Monday, December 28, 2020

Ch 6-3 Fate of German cemeteries

Later back home I wondered why we couldn’t find even a trace of any of the old village cemeteries, especially considering the old big Catholic cemetery in town. It remained intact and in use. Was it religion or revenge or a combination of the two that determined which cemetery survived?

Over the years rumors circulated among displaced East Prussians about what was done to the old German cemeteries. I thought about these rumors which claimed Lithuanians dug up graves ravaging the corpses for jewels and gold fillings. Maybe some post war grave robbing took place. The post war years had a totally abandoned and desperate population here so I wouldn’t be surprised if opportunists did resort to grave robbing due to their circumstances on top of hatred of Germans.  But I could never have imagined what actually happened in these cemeteries.

My internet research found a publication specifically about the cemeteries of East Prussia.  The Annaberger Annalen is a yearbook of Lithuanian and German-Lithuanian relationships.  Dr. Martynas Purvinas writes in great detail about the destruction of the cemeteries in Memelland after 1944, using eyewitness accounts.

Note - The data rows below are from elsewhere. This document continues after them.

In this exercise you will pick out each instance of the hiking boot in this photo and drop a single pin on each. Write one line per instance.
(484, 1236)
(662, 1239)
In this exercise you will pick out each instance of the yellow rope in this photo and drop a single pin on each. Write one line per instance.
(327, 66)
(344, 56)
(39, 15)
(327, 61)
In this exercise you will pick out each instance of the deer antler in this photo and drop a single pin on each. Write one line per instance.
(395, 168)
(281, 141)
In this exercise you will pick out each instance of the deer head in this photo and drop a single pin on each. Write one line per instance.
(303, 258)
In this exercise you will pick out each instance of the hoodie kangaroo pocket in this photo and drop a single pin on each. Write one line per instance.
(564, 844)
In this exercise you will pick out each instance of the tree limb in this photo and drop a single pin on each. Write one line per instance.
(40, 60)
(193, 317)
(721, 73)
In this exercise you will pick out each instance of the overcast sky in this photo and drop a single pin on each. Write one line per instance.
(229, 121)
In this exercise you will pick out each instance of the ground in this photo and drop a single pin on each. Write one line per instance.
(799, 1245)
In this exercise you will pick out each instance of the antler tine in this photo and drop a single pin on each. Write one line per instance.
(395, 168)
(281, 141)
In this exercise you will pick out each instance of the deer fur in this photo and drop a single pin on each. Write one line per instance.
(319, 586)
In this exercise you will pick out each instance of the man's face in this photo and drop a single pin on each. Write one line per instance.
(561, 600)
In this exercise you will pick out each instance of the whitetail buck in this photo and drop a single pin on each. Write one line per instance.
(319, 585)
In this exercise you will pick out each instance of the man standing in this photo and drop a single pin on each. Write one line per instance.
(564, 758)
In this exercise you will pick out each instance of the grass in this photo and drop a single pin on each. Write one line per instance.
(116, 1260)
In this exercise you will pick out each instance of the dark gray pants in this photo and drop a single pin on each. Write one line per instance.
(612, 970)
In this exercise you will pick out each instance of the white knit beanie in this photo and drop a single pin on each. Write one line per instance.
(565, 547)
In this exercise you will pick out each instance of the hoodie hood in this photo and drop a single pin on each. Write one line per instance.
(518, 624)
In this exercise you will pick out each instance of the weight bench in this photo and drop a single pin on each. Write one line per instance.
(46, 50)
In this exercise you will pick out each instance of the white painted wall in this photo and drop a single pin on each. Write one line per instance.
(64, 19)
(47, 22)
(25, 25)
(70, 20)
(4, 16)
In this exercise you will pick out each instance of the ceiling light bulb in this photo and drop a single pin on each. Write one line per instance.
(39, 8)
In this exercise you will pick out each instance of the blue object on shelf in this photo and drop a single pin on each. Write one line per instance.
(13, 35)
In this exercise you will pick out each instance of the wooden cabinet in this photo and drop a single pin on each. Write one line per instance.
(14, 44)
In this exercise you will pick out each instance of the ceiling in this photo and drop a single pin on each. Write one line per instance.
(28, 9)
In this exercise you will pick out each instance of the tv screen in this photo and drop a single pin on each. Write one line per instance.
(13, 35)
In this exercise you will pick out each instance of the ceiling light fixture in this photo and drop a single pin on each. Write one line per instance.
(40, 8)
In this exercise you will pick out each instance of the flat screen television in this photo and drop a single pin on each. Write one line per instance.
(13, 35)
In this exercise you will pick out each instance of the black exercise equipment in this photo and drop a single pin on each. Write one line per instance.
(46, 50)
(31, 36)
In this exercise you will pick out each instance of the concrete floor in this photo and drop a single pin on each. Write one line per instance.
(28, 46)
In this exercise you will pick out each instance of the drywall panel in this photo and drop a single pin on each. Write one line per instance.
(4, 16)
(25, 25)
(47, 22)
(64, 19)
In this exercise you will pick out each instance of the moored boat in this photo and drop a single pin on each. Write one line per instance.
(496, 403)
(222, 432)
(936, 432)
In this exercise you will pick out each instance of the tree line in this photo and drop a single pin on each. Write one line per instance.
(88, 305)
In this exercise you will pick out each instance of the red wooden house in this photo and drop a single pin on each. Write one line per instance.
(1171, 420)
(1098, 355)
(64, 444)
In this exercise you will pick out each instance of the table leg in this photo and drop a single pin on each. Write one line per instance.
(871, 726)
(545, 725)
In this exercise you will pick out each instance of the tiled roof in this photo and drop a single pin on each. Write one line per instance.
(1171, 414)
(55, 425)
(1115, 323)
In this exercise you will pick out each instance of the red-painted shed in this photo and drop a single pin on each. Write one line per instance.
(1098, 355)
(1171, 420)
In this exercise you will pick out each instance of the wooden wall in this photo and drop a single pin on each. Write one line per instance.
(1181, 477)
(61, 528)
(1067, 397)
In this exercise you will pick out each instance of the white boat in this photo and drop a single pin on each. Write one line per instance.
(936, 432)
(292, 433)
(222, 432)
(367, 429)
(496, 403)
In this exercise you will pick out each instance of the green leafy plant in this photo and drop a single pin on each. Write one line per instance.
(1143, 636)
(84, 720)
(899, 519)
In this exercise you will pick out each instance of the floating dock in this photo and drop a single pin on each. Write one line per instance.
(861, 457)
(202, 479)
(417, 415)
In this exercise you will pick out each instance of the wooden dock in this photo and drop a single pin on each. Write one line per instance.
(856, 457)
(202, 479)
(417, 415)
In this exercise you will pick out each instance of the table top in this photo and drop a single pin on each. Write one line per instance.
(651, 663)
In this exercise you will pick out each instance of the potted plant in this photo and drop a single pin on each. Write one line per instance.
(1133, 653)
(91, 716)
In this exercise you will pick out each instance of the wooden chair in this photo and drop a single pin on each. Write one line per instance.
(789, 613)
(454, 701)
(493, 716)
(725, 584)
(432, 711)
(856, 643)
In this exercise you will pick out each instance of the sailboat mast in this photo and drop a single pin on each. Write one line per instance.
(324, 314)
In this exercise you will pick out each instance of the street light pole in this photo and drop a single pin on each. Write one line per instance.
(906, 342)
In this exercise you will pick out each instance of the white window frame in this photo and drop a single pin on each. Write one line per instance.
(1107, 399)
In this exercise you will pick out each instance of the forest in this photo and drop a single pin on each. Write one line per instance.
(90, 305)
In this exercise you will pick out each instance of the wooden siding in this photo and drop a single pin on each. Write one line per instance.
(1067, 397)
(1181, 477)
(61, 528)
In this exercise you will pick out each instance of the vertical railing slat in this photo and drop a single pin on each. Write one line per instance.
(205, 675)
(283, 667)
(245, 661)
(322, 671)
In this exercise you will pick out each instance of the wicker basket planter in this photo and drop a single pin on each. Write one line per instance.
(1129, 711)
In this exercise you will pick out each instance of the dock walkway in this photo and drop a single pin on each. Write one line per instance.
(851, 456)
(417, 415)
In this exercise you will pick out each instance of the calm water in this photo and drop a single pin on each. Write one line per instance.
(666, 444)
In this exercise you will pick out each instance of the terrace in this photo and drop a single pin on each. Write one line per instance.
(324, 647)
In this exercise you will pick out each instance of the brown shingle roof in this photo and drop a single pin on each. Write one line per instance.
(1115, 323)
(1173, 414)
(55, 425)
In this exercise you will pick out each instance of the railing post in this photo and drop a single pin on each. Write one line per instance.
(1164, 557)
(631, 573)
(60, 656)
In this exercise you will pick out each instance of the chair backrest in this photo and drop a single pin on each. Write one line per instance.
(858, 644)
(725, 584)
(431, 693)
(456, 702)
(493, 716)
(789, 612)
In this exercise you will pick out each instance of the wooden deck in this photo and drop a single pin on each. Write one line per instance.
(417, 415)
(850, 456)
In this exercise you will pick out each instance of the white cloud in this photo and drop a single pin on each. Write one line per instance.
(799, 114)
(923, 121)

Purvinas maintains that unique to this area is the evolution of a Baltic death cult interwoven with Lutheran practices. Instead of one central cemetery, some cities had several cemeteries so that cemeteries could be located closer to the individual families who could actively maintain the grave plots. Some of the families went so far as to keep burial sites in the courtyard of their house and that way kept ancestors a part of their daily lives. People weren't buried at the farm around my mother's villages; one cemetery for each village was enough, unless someone was secretly burying people behind the barn, but it was hard to do anything in such tight village settings without your neighbors knowing.

After October 1944 all these traditions, including old Baltic practices, were destroyed and cemeteries vandalized. Perhaps more so than in other Soviet occupied areas, Klein Litauen (Memelland) presented an unusual combination of anti-German feeling, anti-Christian sentiment coupled with a need for revenge on both the part of the Lithuanians and the Russians. However Lithuanians are Catholics which is the religion of the country today. The cemeteries, full of all the heavy symbolism and taboos regarding death and desecration, resurrection, traditional burial practices, lure of riches beneath the ground, offered an opportunity to truly destroy the ancestors of a vanquished enemy. This is a familiar theme throughout history, something very primal to desecrate the dead of one’s enemies. And this they did.

In order to stop major flooding of the Memel River, the Soviet authorities needed to raise the damn at Kaukehmen. The material they used to do this was easily found in the big, still in use, cemeteries in Kaukehmen. An eyewitness recounts how everywhere lay rotted body parts and at the damn were a variety of grave contents piled up sticking out of the dirt. 


The authorities also found plenty of other uses for the cemeteries. Road construction was a pressing need, which is what was done with the cemetery in Gruenheide. Problem was, when you drove along this street you heard the wheels cracking the bones and in the ditches you could see human skulls laying about.


Some of the vandalism did fall to the local inhabitants.  As a result of shortages on construction material they pilfered the metal fences and grave markers to use on their farms.  Others stole anything that might be of value to sell – good granite and marble lay around for the taking. And then there were the actual graves, the bodies and what lay with them. Grave robbers looked for jewels, gold teeth, anything with a potential a resale value. They dumped out the bodies and plundered the coffins. Maybe it is good that the forest now covers what once was the old cemetery of Gnieballen.  Perhaps what remains now lies there in peace, reclaimed, never again to be disturbed.

These tactics of abolishing cemeteries not only served to destroy and cleanse the land of previous inhabitants, but was a warning to the current liberated citizens. The Soviets were atheists, but it is right to say that as a result this made them more brutal say than the Spanish Inquisition, or the Puritans burnings witches in Salem, Massachusetts? The degree of brutality or savagery is rather irrelevant. However it is rather a unique approach to ethnic cleansing by getting rid of those already dead. Genocide continues today but not with reports of disinterring the dead. It perplexes me, this act of taking out vengeance on bodies long dead. More than anything it violates a long-standing taboo regarding corpses, for whatever reason – disease, smell, religious resurrection, ghosts.

Yet there is something else about these cemeteries that puzzles me, something relating to the current day.  So many Germans go back, so many want to reclaim their land, so many have formed these pseudo political organizations to take back lost lands.  Do none of them want to ‘rebury’ the dead? Is there no one to even gather the bones in an act of respect for ancestors, burying the past in a deeper sense?

It is striking, in retrospect, that not all the local cemeteries are destroyed. Prior to the war the Jewish cemetery was destroyed by Germans; a plaque now marks the site. But throughout the area it is clear specific cemeteries were targeted for destruction. The effort was not directed at all sites. British and American graves at the POW camp are undisturbed graves; the bodies of Catholics in the city are safe. However all traces of German Lutherans are gone.  The only acknowledgement they receive is from the wind blowing over bones scattered among the heather.